Certain people — etiquette experts, event planners, and some old, rich people who sound for all the world like they haven't personally cooked a dinner party in years — think the dinner party is dead. These days, in lieu of gathering over a seated meal, we have smart phones and dubious food allergies.
The Times is reporting on this trend, but is it really true? I feel like I go to dinner parties pretty frequently — once a month or so. And I host one about once per season (I skip summers because just the idea of turning on the stove in July makes me break a sweat — but I make up for it in the fall and winter, I swear). At the risk of mistaking my fairly diverse group of 20-something/30-something/40-something New York City-based friends for a representative generational sample, I'd say dinner parties are going strong.
Here are five of what I would consider to be the top dinner party ideas.

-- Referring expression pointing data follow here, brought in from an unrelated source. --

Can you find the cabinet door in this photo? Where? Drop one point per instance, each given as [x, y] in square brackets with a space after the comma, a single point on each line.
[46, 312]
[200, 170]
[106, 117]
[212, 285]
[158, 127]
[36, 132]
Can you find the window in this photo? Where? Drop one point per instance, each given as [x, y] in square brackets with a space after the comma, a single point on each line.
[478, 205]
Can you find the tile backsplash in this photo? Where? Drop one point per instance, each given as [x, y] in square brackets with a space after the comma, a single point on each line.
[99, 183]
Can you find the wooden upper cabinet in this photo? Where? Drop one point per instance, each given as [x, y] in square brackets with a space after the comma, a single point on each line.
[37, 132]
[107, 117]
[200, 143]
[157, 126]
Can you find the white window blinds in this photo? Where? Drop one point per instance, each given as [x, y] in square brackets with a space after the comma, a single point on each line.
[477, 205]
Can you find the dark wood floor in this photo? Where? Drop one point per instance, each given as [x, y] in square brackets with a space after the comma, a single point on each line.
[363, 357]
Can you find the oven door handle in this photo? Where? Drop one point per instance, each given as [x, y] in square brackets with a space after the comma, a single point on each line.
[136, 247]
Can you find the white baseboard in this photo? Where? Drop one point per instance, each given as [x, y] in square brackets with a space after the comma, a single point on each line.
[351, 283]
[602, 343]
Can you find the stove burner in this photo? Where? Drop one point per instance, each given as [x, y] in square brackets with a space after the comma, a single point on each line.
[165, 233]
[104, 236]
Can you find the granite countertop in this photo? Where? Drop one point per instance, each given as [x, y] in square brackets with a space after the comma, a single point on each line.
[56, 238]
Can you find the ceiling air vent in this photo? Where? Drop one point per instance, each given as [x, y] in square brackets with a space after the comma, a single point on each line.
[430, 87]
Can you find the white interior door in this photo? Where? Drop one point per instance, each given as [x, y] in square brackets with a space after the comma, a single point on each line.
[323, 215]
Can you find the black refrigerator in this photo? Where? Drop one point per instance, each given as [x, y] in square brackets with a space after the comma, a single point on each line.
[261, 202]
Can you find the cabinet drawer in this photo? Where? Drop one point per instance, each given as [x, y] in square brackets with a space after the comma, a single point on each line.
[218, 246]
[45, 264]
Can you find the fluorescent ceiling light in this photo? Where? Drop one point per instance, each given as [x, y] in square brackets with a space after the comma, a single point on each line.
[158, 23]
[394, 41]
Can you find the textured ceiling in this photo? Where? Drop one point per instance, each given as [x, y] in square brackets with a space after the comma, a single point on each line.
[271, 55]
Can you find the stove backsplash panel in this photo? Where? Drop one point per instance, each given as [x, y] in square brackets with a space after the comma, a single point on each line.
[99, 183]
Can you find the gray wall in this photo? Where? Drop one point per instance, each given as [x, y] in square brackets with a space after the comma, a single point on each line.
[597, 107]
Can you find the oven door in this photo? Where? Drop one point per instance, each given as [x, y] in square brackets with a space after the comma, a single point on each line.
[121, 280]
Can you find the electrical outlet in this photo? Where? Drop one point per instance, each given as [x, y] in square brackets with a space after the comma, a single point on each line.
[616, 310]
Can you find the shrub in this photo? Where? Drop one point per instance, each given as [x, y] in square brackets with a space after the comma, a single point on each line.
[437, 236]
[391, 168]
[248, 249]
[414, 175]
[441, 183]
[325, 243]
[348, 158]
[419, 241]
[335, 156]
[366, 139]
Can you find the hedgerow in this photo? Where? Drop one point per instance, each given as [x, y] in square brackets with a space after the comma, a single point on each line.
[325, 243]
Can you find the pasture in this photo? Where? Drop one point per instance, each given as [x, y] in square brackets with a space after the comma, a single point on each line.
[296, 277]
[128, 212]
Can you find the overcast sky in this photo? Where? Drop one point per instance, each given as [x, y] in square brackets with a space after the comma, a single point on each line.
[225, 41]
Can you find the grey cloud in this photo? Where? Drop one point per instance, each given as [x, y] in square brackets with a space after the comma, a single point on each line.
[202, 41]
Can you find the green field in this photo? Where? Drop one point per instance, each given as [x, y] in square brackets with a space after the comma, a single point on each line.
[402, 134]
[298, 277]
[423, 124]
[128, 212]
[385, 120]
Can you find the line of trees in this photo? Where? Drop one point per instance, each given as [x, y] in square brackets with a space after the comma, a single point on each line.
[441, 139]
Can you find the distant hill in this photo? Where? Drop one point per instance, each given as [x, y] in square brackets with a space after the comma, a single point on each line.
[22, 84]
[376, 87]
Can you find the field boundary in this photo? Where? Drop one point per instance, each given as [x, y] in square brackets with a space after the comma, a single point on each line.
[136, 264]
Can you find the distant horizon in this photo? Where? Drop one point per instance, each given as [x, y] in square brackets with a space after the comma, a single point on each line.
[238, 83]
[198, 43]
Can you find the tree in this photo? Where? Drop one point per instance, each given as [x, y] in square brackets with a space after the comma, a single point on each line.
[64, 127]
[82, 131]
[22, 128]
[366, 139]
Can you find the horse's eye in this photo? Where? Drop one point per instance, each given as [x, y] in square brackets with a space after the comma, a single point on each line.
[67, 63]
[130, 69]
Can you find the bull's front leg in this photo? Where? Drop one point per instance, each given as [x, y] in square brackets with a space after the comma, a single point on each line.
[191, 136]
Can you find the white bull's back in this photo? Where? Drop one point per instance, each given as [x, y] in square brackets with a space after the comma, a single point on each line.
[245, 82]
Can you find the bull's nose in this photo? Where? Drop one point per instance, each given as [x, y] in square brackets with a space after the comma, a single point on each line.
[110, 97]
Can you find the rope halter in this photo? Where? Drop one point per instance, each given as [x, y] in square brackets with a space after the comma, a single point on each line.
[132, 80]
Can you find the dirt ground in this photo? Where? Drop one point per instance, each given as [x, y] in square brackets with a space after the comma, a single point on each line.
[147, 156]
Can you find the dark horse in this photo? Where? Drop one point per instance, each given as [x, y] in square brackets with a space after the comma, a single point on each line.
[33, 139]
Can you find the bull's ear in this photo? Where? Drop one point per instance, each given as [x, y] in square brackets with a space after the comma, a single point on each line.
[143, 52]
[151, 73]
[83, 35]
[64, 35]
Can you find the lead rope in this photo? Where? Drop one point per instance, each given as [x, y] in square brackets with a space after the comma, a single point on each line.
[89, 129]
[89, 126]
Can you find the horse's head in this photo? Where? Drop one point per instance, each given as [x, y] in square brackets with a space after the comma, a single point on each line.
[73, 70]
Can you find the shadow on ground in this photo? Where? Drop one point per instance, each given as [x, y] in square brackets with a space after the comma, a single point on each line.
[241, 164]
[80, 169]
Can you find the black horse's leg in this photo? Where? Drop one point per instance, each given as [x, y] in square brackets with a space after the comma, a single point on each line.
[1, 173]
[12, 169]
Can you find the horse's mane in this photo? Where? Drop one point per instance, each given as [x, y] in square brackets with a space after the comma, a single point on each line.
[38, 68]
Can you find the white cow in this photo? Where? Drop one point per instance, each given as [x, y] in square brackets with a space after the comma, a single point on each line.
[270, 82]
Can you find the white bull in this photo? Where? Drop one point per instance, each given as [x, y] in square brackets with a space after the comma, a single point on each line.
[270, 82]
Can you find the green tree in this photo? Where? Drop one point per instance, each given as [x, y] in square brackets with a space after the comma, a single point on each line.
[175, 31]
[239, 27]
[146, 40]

Themes can be simple or elaborate, but often it helps for a party to have an organizing principle. For years, I've been getting together with the same group of friends to have dinner parties where we eat and dress according to a decade. (Well, the last time we did a "normal" dinner party because we realized we'd worked our way through all the tasty/stylish/easy decades already, but it was fun while it lasted.) The 80s "nouvelle cuisine" dinner party was a particular highlight. Unlike a regular old costume party, you can't pick a dinner party theme for sheer ironic kicks — it has to inspire a menu that people will actually want to eat. I find this constraint enhances, not diminishes, creativity.

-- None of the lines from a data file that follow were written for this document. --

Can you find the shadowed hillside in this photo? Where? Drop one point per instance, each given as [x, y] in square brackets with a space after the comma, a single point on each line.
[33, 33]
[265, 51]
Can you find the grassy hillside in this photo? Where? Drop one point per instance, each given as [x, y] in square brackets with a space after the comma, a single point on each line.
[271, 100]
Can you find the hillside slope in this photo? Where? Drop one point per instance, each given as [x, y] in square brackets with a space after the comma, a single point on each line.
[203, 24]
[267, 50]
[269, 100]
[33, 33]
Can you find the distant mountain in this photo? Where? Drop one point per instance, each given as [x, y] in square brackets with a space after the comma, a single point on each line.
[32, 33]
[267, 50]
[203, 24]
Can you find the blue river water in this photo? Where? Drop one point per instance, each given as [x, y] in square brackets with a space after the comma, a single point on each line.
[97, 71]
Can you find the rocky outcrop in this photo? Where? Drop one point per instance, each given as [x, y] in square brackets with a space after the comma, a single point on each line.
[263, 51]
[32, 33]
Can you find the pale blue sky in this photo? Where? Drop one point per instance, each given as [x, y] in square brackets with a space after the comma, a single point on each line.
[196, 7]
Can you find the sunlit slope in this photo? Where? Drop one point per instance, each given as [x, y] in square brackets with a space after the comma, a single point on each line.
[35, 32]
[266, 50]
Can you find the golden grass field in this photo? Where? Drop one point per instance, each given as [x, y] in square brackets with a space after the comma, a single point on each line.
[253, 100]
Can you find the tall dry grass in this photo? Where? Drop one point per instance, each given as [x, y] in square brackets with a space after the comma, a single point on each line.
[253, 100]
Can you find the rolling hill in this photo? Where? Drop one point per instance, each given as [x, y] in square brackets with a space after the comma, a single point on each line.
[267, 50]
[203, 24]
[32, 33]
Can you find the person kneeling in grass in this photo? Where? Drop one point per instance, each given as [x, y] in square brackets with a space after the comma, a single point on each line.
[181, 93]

I'm not Jewish, but some of the best dinner parties I've been to were shabbat dinners thrown by friends. I probably got hooked in college, when a friend of mine used to throw a boozy shabbat pot luck every week. (I found I could easily segue into this event after my own weekly Friday crafting-and-drinking open house, Crafternoon.) I think any religious gathering, provided the hosts are inclusive of nonbelievers (and not just in a proselytizing way), can be a great opportunity to share food. Not to mention an opportunity to learn something about another religion and/or culture.
You've got some stuff in the fridge that's about to go bad, a friend visiting from out of town, a buddy whose dinner plans just fell through, and you've been meaning to have the so-and-so's over for ages — friend, the stars are aligning. Text who you need to text, turn the houseguest into a sous-chef, and crack open that bottle of wine.

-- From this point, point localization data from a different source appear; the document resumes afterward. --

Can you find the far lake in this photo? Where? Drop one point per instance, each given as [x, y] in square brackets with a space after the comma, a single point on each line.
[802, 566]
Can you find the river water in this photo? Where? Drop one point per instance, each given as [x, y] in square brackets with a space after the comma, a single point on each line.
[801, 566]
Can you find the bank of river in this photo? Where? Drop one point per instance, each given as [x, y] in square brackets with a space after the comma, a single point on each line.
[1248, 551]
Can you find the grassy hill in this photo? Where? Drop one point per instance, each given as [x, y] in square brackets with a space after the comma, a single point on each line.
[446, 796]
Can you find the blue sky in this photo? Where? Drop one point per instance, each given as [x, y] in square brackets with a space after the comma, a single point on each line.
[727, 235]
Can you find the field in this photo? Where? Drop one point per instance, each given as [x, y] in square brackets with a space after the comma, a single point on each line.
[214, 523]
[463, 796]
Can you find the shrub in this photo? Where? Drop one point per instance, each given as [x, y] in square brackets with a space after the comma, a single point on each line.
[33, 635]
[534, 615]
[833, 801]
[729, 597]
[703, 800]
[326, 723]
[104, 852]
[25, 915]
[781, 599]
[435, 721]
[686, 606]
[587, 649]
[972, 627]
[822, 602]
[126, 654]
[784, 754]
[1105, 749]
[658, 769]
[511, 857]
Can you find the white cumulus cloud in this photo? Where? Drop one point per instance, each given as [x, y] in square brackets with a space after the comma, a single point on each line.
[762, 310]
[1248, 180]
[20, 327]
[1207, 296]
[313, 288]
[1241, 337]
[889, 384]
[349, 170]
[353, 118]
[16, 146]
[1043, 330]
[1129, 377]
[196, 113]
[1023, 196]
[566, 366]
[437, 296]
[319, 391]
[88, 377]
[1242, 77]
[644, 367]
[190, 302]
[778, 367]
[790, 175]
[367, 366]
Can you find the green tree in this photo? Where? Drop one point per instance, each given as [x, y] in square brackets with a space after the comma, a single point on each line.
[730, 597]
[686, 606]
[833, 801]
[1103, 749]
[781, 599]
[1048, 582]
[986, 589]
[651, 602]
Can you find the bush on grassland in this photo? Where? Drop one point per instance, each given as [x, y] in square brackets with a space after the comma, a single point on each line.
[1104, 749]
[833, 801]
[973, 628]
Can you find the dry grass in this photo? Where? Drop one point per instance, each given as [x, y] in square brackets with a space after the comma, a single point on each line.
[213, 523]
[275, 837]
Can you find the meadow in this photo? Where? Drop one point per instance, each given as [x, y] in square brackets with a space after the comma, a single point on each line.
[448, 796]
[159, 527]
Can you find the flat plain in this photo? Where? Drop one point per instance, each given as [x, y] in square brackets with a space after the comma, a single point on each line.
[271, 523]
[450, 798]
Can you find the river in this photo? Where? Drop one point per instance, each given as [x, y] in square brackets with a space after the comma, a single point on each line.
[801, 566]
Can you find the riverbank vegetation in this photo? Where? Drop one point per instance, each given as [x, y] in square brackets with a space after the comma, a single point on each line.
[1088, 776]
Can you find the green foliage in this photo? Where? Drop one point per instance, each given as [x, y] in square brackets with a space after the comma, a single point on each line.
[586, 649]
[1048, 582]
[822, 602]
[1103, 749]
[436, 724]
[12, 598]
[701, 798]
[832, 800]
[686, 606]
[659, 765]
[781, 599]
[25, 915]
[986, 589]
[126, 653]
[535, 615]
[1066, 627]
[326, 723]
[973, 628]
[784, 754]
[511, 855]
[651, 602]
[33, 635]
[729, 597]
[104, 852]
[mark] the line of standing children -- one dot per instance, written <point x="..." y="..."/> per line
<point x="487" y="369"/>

All the fun of getting together for a dinner party minus (most of) the cooking. Bonus related idea: make the pot-luck a fundraiser for a local food bank, Catholic Worker house, or another food-related charity of your choice. Tell guests you'll be collecting cash donations and non-perishables. I have some friends who do this every fall and not only are their pot-lucks incredibly fun, they raise hundreds of dollars for City Harvest.
It's the holidays: why not host a dinner party for your friends who can't afford to be with their families because of distance, the cost of travel, or work schedules? Or better yet, hold a "Thanksgiving" dinner or a "Christmas" or "Hannukah" dinner the week before the actual holiday — that way everyone can come. You may even find you have a more fun and less stressful "holiday" meal at a table with with your closest friends than you will with your drunk Libertarian uncle and your perpetually texting teenaged cousins, anyway.
There are so many good reasons to break bread together at home. The dinner party can't really be falling out of favor — after all, as Miss Manners says, "The idea of cooking for others is not something that is going to die."